The teen was spotted by a Muni bus driver in San Francisco about 8 p.m. Thursday, police said. The driver wasn't aware she was missing but said she was the only one on the bus, and he called police because he was concerned about her.
She was badly beaten, and family members have said she was also sexually assaulted. Police would not comment on whether the girl had been sexually assaulted.
The teen walked off about 7 p.m. Tuesday from the Fred Finch Youth Center at 3800 Coolidge Ave. in East Oakland.
The teen's mother, Shandra Pullar, said the home did not notify her or any family members until 9:30 a.m. Wednesday. Fred Finch officials have declined to comment on when family was notified.
"I'm very, very upset. She's alive, but she went through a lot, and she is going to be going through a lot (in the future)," Pullar said. "I don't want anyone to ever put their kids there."
The state Department of Social Services has opened an investigation into the incident, said department spokesman Michael Weston. He said officials at Fred Finch had reported the runaway incident to the state, as required by law. .
The teen is now staying with relatives in the Bay Area, and police investigators will interview her when she is physically
The teen has the mental capacity of a 7-year-old, said Pullar, who traveled to the Bay Area on Thursday from her home in Washington.
Pullar and other family members are outraged that, when the teen walked out of the center Tuesday night, two staff members -- one on foot and one in a car -- followed her for about two miles but then lost sight of her at Fruitvale BART, and she slipped away.
"These people need to be shut down," said the teen's aunt, Christine McDonald, in an email.
Fred Finch is licensed by the Department of Social Services and by law is not allowed to lock the youth center, said center CEO Tom Alexander.

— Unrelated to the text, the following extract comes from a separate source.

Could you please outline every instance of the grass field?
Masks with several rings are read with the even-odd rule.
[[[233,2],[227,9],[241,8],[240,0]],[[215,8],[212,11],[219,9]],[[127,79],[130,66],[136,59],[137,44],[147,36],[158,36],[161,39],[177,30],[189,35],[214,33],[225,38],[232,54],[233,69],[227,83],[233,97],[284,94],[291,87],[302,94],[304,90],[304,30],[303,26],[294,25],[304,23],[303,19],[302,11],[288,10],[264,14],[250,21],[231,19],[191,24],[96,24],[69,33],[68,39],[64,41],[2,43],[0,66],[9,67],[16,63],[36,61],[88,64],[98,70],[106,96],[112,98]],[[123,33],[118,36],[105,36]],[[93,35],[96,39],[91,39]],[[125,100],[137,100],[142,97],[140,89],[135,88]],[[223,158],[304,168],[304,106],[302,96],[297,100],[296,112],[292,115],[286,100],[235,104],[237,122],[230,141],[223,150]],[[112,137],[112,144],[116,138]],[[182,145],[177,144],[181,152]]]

"It is against the law to put a youngster behind any kind of a lock, whether that be a locked room or behind a locked fence or gate. The facilities are open," Alexander said.
Alexander said the social services department advises staff members not to restrain youngsters who are in their care in public.
"We have the capacity to do that, but the reality is we do that at absolutely a last resort," he said. "Our standard operating procedure is when a youngster is out in the community, we don't restrain them."
The family is also upset about a delay in a police report.
Police said they took a report at 12:54 a.m. and alerted other law enforcement agencies about the missing at-risk teen. After no leads from the notification, police alerted the media about 8 p.m. the next night, and the story and girl's picture were broadcast. The National Center for Missing and Exploited Children also posted the girl's picture online.
Alexander said he did not know what time police were originally called.
The girl's father, Jesse White, who lives in Southern California, said his daughter has severe behavioral problems because of the developmental disability and had been at the center for about six months.
Fred Finch is a 14-bed facility for youngsters ages 12 to 18 with development disabilities and other issues. The average stay is 18 to 36 months, Alexander said.
Weston said the home's last annual state inspection was in May and the home continues to operate under a license that was established in March 1993.
According to the National Center for Missing and Exploited Children, an estimated 800,000 children are reported missing each year -- more than 2,000 children every day.
A reward of $5,000 is being offered for information leading to an arrest of suspects in the case. Anyone with information should call the Oakland Police Department at 510-238-3641 or 510-637-0298.